Fece scattare il cursore, annuì soddisfatto e reinseri il caricatore. In trent’anni di attività, Il Messire non aveva annullato i suoi verdetti neppure una volta. C’era andato vicino (Joyce aveva più di una cicatrice), ma, in pratica, non aveva fatto altro che sollevare un’obiezione prima di convalidare la decisione di Joyce.

Blanding, Pedersen e Kallimer, nei loro semplici abiti neri, con i bianchi polsini di pizzo, si fermarono di fronte a lui.

Uomini tetri.

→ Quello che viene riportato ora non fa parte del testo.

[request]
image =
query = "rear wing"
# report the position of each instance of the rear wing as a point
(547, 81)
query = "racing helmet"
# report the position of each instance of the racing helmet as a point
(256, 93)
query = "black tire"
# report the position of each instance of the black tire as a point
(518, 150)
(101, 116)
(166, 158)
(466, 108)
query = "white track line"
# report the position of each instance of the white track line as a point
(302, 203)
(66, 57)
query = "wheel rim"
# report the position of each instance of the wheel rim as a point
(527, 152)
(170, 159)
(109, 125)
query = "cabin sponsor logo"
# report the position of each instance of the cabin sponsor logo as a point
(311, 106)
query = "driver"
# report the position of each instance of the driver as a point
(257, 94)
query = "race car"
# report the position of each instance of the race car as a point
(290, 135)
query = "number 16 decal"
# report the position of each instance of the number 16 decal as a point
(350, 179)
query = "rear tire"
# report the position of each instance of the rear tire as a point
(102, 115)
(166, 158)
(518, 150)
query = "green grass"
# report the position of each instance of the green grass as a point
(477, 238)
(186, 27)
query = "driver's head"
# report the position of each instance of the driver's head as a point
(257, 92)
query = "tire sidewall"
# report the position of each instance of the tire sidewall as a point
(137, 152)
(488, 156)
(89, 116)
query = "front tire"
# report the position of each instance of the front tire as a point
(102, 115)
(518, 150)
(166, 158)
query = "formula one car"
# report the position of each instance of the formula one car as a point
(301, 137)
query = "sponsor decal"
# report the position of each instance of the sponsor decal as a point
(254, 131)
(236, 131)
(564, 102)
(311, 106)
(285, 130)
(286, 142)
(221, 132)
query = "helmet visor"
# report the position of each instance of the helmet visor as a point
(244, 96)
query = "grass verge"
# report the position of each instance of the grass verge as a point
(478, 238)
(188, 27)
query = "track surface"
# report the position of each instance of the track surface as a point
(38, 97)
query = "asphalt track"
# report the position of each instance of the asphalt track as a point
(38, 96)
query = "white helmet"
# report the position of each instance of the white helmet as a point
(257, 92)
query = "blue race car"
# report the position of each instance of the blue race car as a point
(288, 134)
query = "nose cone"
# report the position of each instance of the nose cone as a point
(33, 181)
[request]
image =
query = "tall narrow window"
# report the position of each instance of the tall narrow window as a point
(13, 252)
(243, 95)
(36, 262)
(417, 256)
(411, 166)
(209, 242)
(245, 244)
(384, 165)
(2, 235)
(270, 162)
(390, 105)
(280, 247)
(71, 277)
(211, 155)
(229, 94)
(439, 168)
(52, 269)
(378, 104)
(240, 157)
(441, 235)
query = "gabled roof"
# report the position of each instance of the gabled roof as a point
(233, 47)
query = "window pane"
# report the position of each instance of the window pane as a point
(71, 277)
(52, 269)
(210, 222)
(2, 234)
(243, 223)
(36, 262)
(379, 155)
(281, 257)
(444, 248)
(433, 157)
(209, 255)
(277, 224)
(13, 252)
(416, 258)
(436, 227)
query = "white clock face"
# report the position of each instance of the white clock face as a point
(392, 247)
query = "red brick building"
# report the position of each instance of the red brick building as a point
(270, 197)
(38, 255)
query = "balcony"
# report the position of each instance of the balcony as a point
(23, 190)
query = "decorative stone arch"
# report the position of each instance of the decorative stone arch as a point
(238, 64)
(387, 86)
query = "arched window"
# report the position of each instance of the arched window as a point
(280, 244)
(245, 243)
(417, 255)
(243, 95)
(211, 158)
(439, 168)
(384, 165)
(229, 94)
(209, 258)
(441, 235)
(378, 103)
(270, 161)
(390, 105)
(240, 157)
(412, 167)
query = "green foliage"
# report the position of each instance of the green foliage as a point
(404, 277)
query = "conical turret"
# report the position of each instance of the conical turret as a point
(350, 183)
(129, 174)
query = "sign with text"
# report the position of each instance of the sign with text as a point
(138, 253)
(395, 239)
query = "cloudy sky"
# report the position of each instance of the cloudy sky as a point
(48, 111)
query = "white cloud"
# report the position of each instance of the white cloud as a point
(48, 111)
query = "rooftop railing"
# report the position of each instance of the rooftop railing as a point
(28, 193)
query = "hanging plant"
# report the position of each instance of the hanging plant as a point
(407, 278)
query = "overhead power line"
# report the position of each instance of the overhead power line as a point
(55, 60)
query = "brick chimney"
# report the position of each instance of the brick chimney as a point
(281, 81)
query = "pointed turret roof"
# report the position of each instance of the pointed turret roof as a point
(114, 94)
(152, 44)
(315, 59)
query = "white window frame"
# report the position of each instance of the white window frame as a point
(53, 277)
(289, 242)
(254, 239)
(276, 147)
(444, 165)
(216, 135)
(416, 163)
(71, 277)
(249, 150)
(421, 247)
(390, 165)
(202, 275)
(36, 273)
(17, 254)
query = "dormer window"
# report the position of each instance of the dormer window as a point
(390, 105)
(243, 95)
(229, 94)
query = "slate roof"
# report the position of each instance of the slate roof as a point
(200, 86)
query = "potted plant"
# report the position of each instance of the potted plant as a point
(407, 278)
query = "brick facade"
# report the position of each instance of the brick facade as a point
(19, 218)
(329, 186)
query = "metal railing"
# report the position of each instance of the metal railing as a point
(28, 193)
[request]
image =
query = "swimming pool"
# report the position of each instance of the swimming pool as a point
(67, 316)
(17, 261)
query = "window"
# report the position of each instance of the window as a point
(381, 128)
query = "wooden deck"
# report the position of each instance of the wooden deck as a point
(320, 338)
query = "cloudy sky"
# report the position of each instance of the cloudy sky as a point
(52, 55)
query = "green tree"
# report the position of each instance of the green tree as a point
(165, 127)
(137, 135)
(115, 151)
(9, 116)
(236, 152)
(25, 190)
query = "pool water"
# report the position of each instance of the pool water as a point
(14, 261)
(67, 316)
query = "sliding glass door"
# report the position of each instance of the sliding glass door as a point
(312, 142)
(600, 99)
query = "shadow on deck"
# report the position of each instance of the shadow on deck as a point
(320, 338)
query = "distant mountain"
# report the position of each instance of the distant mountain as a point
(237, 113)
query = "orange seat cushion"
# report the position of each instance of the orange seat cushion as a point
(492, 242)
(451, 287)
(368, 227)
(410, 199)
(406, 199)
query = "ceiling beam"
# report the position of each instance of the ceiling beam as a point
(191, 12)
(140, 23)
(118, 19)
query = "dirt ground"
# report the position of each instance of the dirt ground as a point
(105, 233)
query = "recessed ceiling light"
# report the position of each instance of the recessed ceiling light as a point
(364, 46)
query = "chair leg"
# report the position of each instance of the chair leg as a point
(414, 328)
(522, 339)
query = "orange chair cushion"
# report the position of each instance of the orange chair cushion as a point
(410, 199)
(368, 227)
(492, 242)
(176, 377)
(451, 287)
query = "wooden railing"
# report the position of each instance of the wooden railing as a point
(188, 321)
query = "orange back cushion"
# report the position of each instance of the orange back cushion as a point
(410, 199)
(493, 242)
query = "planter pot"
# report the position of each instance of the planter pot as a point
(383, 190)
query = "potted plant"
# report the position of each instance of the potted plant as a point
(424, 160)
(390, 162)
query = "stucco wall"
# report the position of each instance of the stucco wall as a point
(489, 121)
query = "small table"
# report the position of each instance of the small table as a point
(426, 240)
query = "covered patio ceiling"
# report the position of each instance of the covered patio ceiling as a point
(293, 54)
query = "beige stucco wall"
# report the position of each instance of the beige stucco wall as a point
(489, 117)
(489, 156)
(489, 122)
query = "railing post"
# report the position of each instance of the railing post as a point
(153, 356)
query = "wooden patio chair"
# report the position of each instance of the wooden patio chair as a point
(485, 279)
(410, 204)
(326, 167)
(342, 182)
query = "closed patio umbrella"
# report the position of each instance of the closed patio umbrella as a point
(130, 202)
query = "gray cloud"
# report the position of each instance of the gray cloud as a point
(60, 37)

Invidiosi… persino Pedersen, che stava per lasciare la magistratura. Uomini impazienti.

Joyce ripose la sua pistola. Uomini giovani, che non si rendevano conto della fortuna di avere ancora una meta da raggiungere ed un sogno da realizzare. Che non intuivano che toccava agli uomini giunti al vertice, agli uomini che avevano raggiunto la meta, rivolgere incessantemente tutti i loro sforzi alla conservazione dell’ideale; coloro che, con l’aiuto del Messire, lavoravano ogni minuto della loro vita per mantenere immacolato lo scopo della loro esistenza. I giovani non capivano, perché non avevano ancora raggiunto la cima, che la gioia stava nella lotta e il compito più duro nel mantenimento di quella vittoria. I giovani servivano l’ideale, senza mai chiedersi che cosa mantenesse questo ideale ben saldo ed elevato.

Un giorno l’avrebbero imparato.

— Buon giorno, Giudice — dissero, quasi in coro.

— Buon giorno Giudici. Mi auguro che abbiate dormito bene.

Dal rumoreggiare degli spettatori, immaginò che l’Imputata fosse stata portata in piazza. Era interessante notare il cambiamento nelle voci della folla nel corso degli anni. Ultimamente era diventato facile distinguere il rumore che proveniva dai palchi delle famiglie dal chiasso della gente, che era di un’intera ottava più basso.